The basic idea is to either:
-
Return from the tool call right away and insert a place-holder function call output message in the conversation context. Later, when the actual tool call returns, you can incorporate the results in the context. (There are a few different ways you might want to do this, depending on your use case.)
-
Don't do the tool call from the main conversation loop at all. Run a parallel inference pipeline dedicated only to tool calling that inserts information into the conversation context from outside the main conversation loop. This works well for situations where the tool call is contextual but not actually triggered by anything specific that the user says. For example, updating an image to match the context of an interactive children's story, or doing safety checks on input content and generated content.
References:
- Optimizing AI Voice Agents: https://www.youtube.com/watch?v=I86dFivLzXY
- https://voiceaiandvoiceagents.com/#async-function-calls
- https://github.com/pipecat-ai/pipecat-flows
Production voice agents often need things like language switching, content safety filters, voicemail detection logic, phone tree navigation, call center "warm transfers," and many more.

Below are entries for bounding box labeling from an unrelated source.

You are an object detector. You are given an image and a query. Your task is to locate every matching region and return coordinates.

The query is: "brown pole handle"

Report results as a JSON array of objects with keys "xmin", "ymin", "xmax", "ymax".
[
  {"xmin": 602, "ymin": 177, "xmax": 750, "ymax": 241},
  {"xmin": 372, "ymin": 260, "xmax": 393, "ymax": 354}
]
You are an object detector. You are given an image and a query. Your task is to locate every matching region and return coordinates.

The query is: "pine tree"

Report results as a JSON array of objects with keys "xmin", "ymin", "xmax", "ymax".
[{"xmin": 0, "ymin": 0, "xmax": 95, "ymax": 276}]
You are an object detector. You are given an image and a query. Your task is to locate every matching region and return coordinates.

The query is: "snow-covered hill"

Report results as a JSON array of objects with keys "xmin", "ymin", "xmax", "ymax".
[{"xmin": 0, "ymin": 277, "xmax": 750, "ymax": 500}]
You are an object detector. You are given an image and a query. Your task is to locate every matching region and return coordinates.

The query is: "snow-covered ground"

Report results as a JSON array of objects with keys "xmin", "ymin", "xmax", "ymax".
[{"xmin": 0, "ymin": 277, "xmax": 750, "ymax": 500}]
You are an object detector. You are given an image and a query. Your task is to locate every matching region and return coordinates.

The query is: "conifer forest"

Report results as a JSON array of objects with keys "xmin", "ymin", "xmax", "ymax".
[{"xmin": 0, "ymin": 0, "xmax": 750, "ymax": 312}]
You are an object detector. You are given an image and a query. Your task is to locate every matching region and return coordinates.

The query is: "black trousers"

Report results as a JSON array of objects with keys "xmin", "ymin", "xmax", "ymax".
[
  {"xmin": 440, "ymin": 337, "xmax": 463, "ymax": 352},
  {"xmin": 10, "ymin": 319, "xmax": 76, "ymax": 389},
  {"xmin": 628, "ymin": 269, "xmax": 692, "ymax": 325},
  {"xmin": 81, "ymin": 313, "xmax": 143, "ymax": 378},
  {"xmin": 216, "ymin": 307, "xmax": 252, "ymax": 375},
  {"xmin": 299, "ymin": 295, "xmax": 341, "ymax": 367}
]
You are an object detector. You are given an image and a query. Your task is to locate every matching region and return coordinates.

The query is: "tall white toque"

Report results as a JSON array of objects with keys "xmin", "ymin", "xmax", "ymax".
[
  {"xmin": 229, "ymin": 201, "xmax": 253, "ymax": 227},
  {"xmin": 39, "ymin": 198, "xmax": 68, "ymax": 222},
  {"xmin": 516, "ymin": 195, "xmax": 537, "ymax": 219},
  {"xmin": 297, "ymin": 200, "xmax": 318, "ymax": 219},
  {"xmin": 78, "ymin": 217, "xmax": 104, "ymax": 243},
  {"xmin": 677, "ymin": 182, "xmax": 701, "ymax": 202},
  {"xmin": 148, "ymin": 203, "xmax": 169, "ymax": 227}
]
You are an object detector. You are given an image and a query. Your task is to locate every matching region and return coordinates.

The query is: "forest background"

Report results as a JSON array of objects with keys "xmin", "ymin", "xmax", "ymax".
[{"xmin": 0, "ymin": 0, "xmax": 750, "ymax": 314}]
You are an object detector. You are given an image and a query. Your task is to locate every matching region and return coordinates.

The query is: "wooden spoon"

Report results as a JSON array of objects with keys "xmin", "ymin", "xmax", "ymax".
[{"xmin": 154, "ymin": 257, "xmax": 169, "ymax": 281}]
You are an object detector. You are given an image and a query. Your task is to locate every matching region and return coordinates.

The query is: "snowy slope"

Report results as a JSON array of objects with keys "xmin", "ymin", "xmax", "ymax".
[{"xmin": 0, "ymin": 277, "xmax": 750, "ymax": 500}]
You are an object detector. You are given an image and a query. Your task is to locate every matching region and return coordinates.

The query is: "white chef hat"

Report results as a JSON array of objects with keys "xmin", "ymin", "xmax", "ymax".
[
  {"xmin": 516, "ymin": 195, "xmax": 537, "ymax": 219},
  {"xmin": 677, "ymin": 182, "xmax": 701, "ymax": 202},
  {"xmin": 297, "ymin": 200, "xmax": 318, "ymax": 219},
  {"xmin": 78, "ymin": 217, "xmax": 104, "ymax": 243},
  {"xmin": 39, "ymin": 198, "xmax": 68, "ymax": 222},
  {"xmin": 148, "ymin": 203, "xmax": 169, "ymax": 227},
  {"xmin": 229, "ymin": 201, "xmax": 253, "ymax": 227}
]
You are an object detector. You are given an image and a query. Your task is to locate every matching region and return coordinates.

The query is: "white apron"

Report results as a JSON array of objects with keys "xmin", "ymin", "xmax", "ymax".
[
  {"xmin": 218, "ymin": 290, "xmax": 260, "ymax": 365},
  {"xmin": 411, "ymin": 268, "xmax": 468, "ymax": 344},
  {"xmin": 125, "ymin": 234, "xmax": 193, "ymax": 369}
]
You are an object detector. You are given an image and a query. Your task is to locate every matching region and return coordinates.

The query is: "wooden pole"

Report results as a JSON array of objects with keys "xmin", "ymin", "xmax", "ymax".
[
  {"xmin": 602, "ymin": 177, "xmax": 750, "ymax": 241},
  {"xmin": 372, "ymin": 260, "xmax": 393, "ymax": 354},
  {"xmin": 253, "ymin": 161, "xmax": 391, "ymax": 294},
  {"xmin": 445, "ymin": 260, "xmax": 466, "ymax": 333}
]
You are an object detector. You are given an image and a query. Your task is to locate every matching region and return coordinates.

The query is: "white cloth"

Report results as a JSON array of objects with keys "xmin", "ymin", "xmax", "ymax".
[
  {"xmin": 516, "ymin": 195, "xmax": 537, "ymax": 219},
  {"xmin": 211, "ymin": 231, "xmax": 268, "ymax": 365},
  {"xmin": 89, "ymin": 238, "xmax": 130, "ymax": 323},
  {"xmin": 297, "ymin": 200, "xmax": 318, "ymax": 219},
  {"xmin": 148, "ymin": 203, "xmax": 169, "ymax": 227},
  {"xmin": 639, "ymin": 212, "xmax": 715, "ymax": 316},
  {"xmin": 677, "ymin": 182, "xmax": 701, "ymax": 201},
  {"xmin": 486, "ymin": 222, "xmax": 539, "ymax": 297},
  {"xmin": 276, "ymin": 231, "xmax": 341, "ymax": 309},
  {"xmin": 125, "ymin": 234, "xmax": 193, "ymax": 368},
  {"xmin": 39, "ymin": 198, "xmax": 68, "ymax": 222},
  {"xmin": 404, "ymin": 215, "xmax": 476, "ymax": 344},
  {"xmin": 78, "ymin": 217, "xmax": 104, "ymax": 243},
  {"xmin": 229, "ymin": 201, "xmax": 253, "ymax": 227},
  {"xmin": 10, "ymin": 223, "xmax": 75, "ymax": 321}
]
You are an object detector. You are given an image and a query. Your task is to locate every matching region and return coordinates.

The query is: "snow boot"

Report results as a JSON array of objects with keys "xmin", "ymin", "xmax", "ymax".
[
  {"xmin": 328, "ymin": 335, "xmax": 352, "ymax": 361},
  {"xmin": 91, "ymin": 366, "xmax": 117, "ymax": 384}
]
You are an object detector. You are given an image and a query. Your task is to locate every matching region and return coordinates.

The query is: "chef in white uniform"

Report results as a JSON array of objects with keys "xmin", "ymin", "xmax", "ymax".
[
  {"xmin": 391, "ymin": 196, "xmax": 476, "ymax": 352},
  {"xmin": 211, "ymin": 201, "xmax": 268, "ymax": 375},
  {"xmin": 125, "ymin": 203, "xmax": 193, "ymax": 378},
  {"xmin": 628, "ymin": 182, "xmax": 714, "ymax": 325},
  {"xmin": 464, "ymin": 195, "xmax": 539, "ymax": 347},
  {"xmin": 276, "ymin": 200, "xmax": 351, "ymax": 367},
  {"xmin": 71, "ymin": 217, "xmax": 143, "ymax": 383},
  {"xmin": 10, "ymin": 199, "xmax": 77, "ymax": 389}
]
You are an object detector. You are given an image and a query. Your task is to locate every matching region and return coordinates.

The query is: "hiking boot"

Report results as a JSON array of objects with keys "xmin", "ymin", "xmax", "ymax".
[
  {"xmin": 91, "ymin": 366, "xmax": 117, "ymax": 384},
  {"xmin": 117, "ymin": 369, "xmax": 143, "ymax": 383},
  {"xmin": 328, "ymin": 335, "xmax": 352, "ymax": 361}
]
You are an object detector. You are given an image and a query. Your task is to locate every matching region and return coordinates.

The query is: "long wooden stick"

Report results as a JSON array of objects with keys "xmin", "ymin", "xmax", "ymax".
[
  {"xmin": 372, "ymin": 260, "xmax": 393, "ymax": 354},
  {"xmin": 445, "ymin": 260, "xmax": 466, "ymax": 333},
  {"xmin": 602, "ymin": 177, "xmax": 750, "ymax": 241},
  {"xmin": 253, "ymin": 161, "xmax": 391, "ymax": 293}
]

There are enough moving parts in a production-quality voice AI stack that it generally makes sense to start with elements you know people are using successfully in production, at scale. Get things working reasonably well. And then start optimizing/experimenting.
This means use a framework that gives you reliable network transport, echo cancellation, good turn detection and interruption handling, context management and async function calling helpers, audio resampling and buffer management, etc.

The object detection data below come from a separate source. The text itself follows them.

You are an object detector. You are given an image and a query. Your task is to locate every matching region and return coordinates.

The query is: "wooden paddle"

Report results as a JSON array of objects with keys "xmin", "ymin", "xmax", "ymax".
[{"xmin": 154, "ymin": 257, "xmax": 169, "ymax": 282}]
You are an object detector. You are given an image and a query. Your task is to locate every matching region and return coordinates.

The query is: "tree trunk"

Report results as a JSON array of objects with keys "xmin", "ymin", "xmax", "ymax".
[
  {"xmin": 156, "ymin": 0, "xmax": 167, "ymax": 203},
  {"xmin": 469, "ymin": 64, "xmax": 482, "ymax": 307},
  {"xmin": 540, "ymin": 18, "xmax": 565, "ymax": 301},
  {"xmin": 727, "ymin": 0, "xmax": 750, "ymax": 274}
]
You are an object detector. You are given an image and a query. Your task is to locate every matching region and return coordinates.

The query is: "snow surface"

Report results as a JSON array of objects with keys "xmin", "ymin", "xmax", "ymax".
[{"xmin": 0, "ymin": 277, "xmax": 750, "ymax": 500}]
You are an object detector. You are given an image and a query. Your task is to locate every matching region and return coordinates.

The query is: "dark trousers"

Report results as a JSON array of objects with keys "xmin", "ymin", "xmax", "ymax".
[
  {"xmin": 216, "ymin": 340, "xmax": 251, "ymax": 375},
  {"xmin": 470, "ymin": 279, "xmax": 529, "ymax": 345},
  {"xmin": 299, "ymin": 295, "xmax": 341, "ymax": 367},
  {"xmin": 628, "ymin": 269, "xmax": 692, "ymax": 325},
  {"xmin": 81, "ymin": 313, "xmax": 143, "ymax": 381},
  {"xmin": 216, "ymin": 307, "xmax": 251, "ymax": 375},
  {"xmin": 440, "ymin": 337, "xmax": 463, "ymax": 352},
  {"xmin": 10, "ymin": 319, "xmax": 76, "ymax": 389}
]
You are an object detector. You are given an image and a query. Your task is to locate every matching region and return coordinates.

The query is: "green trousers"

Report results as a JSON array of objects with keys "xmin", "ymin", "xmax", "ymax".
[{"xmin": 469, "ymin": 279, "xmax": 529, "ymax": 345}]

You'll also need to choose a speech-to-text (transcription) model, an LLM, and a text-to-speech (voice) model.
- Pick a transcription model that works well for your language. The most widely used transcription models for realtime AI are (in alphabetical order): Cartesia, Deepgram, and Gladia
- For the LLM, use GPT-4o or Gemini 2.5 Flash
- Pick a voice you like from Cartesia, ElevenLabs, or Rime.
There are other choices in all of these categories. But the fastest path to production is to use models that work well for realtime voice AI as your starting point.
Here are a couple of examples of issues you may face with models other than the ones above.
- There are great voices from other TTS providers, including some amazing open source options. But if your TTS model doesn't have word-level timestamps, you can't align the conversation context with what the user heard, when the user interrupts the agent. For most use cases, you need to be able to do this. Cartesia, ElevenLabs, and Rime all have word-level timestamp support.
- For STT, if your model delivers final transcripts outside your VAD timeout window, you have to figure out how to handle that. There's no perfect option. You can introduce an additional aggregation delay. (That's what Pipecat does.) But that pads your voice-to-voice response time substantially.
These kinds of things take a lot of time to wrap your head around when they happen in your voice agent and you're new to debugging voice AI pipelines.
Relatedly, start with the default VAD (voice activity detection) and interruption handling settings in your framework. Get everything else working before you start trying to tweak turn detection and interruption handling.
I'll summarize all of the above recommendations by turning them into a list of don'ts.
-
Don't start with a speech-to-speech model, an open weights model, a "mini" or "light" model, a fine-tuned model, or anything other than GPT-4o or Gemini 2.5 Flash. You may very well be able to use a wide variety of models for your use case. But you won't know that until you have good, real-world usage data and basic evals.
-
Don't use MCP unless you have a specific reason you need MCP. Hard-code all the tools calls that you can.
-
Don't go down any rabbit holes trying to improve VAD, turn-taking logic, hacking together your own echo cancellation, etc. If you are building on a widely used voice toolking/platform (like Pipecat), people are shipping voice agents at scale to production using the defaults of that platform. Get everything working reasonably well before you start changing default settings.